The decision to sell the business comes after Sportech's management invested time and money modernising the football pools business by closing down the "challenging and cost-intensive" paper coupon collector network, which had been in decline for many years. Customers who used this method have now been transferred to a subscription or use the website or the recently launched app.

While the deal is not a certainty just yet, the Sportech board has called the offer an "attractive opportunity to realise the value of the football pools business" following its modernisation.

The proposed Aim-listed company will also see Conleth Byrne and Carl Lynn, managing director and finance director, respectively, of the pools business move across as chief executive and chief financial officer. The board will also include 888 (888) non-executive chairman Brian Mattingley and former Sportech chief operating officer Ian Hogg.

Littlewoods was the first company to provide pools, selling them outside Manchester United's Old Trafford ground in 1923. Rival versions - Vernons and Zetters - were brought together with Littlewoods in 2007 by Sportech under the brand, The New Football Pools.

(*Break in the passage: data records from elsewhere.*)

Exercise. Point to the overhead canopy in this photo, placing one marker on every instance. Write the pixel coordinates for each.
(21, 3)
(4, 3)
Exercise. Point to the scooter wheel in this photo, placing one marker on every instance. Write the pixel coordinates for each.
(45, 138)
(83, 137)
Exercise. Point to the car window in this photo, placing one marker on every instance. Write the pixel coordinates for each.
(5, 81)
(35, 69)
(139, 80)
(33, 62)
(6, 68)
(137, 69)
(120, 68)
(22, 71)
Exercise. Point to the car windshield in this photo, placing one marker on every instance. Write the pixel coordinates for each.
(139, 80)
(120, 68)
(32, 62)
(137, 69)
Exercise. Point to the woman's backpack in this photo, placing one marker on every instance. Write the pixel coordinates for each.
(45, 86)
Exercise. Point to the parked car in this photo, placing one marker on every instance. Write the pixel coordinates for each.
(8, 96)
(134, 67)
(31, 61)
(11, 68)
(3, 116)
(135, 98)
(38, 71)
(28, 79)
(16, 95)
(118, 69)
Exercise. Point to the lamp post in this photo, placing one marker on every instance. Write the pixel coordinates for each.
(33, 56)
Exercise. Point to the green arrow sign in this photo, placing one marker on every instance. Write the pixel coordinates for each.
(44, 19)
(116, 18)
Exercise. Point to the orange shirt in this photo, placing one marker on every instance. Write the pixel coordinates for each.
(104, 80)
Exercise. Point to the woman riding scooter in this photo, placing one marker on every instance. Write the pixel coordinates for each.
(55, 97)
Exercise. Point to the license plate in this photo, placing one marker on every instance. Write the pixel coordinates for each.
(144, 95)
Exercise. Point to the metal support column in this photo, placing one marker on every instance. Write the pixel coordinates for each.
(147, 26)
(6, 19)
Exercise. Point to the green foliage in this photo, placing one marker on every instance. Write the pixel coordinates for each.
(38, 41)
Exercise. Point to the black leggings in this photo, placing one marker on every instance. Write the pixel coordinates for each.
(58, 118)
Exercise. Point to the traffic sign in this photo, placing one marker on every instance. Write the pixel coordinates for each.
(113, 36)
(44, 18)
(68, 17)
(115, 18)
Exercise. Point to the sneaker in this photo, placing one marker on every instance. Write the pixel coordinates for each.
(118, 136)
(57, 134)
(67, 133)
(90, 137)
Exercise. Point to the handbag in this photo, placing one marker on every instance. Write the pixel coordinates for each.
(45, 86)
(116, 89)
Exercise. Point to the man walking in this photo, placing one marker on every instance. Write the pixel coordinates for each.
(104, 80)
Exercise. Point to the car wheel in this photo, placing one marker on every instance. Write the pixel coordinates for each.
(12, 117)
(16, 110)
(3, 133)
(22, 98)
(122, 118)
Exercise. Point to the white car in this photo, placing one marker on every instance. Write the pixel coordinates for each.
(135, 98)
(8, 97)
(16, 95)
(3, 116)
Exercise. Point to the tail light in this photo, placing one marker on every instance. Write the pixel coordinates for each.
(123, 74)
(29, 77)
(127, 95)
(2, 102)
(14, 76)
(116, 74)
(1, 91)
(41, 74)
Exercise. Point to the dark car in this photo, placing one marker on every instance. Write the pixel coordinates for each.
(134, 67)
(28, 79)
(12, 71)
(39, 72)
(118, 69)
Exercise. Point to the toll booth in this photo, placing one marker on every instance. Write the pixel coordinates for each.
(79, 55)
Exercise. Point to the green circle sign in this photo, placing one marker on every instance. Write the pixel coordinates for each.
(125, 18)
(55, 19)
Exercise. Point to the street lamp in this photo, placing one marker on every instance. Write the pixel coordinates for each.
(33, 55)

Should the sale go through the proceeds will be added to its existing £36m of net cash, a position arrived at by the fact that Sportech appears to have won its long-running battle with HM Revenue & Customs over a £97m VAT claim linked to its Spot The Ball competition. But the government is still trying to see if it can launch an appeal in spite of almost a decade of legal wrangling, and the outcome of this won't be known until later this year.